Personal information
- Full name: James Lovelady Jones
- Born: 1870 Liverpool, Lancashire, England
- Died: 1960 (aged 89/90) Uxbridge, Middlesex, England
- Batting: Unknown
- Role: Wicket-keeper

Domestic team information
- 1910: Lancashire
- 1909–1912: Cheshire

Career statistics
| Competition | First-class |
| Matches | 4 |
| Runs scored | 10 |
| Batting average | 10.00 |
| 100s/50s | –/– |
| Top score | 7* |
| Balls bowled | – |
| Wickets | – |
| Bowling average | – |
| 5 wickets in innings | – |
| 10 wickets in match | – |
| Best bowling | – |
| Catches/stumpings | 5/– |
- Source: CricketArchive, 16 October 2018

= James Jones (cricketer, born 1870) =

English cricketer, born 1878

James Lovelady Jones (1870-1960) was an English first-class cricketer.

Jones was born at Liverpool in the first quarter of 1870. He made his debut in minor counties cricket for Cheshire in the 1909 Minor Counties Championship.
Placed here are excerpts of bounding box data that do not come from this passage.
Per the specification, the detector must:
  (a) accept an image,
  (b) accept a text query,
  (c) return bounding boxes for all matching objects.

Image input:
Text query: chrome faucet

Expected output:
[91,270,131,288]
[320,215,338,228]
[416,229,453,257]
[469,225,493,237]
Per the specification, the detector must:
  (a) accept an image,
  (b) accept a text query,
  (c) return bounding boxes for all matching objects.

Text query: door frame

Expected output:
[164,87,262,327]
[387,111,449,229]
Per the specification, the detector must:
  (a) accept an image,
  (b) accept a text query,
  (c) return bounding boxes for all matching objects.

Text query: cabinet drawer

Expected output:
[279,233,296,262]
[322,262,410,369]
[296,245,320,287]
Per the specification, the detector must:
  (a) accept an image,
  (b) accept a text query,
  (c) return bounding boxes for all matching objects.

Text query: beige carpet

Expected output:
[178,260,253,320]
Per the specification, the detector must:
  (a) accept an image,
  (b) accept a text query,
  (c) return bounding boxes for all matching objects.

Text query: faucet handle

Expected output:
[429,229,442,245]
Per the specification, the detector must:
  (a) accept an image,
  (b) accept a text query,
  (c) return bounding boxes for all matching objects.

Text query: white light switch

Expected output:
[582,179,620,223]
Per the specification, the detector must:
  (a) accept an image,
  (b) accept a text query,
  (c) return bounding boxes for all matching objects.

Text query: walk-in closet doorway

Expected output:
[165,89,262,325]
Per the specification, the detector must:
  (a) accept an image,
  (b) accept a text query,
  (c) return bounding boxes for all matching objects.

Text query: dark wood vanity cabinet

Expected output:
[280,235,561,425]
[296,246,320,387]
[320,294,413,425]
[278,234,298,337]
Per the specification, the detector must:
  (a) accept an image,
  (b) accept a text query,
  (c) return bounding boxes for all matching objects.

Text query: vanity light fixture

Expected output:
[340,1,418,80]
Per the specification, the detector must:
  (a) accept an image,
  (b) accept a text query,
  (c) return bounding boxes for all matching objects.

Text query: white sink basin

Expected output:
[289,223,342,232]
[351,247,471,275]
After one season playing minor counties cricket, Jones played first-class cricket for Lancashire in 1910, debuting against Nottinghamshire at Old Trafford. He played three further first-class matches for Lancashire in the 1910 County Championship. He returned to playing minor counties cricket for Cheshire in 1912, with Jones making a total of twelve appearances in the Minor Counties Championship. He died at Uxbridge in the fourth quarter of 1960.